Usually I stay at home only if there is work i get a chance to go out
As an ambivert, I also like to stay at home and it is very rare for me to go out alone at night
it was almost 7:30pm it was a bit dark
There was no one else, everyone was coming by vehicle
and I had to come home the other way So there is a place on that road: where there is no house only farm and that road
So when I was coming there was a car coming from behind
Coming in front of me, that car stopped at a short distance
I looked back and checked that this car may have stopped due to some other reason or maybe there will be someone behind them
I saw no one was behind. i felt weird
Then I thought maybe they have to ask the way idk why but I didn't feel right to go near the car.
So I started going on the other side of the road.

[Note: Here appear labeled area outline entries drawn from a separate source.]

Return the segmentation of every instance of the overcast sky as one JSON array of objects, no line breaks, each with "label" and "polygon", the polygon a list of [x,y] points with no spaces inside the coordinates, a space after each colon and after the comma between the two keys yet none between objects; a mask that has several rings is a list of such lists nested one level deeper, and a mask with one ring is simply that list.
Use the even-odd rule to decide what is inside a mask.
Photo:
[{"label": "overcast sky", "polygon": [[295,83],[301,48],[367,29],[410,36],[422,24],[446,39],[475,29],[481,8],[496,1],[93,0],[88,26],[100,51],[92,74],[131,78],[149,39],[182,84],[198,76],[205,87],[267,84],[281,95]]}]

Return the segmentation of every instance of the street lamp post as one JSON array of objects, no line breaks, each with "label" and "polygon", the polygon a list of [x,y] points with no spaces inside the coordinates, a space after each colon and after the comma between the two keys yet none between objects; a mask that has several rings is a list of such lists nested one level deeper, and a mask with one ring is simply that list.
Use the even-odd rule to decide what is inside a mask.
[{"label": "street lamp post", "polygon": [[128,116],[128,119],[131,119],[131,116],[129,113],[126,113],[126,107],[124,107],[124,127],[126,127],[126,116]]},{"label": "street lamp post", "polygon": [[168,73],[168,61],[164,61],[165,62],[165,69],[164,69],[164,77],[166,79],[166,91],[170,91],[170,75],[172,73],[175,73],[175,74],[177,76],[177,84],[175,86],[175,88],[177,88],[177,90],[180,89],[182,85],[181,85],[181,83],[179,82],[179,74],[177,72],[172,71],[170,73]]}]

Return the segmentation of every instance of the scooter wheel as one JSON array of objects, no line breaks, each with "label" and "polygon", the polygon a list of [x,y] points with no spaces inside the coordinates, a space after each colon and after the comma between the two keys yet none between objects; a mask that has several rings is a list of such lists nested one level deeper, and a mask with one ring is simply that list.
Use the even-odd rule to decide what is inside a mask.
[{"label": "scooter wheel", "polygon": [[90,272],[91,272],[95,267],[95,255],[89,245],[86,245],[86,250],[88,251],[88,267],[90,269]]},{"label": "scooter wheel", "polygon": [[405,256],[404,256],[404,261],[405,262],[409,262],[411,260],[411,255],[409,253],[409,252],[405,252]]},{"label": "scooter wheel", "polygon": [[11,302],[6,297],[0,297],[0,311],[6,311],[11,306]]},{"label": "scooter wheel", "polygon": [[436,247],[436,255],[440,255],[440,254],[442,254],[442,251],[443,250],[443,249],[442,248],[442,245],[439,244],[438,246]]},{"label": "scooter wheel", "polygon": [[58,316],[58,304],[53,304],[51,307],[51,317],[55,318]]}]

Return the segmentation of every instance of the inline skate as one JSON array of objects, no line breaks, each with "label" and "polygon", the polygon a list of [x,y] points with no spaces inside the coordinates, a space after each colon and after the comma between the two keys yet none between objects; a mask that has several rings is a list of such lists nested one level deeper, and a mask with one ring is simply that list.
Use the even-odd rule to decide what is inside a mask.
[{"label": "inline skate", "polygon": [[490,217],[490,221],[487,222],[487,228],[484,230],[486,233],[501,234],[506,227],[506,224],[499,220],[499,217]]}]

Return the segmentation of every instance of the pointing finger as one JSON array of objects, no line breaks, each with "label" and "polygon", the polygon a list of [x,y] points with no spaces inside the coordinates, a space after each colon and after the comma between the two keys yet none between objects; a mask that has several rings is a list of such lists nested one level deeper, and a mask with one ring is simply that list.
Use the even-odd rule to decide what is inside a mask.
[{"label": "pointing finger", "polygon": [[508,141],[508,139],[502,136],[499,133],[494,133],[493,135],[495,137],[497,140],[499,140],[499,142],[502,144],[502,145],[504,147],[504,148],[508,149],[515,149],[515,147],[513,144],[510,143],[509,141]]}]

As soon as I reached the car its window glass opened and i saw there were two men and the driver asked me where to go i was nervous I refused
he asked again i refused again Seeing that I didn't have anyone else I didn't go in front of the car but I started going back.
And after a while that car was gone
I don't know why I felt that fear why was that so weird
and it's okay to feel like this or not, I don't know maybe they wanted to help me or something else
but i didn't trust don't know why
but this never happened to me
But I have heard a lot about such bad incidents which happen a lot these days in roadside or city.
My heart and mind didn't allow me to trust
i don't know is it right or wrong
is it okay to feel that fear and unsafe??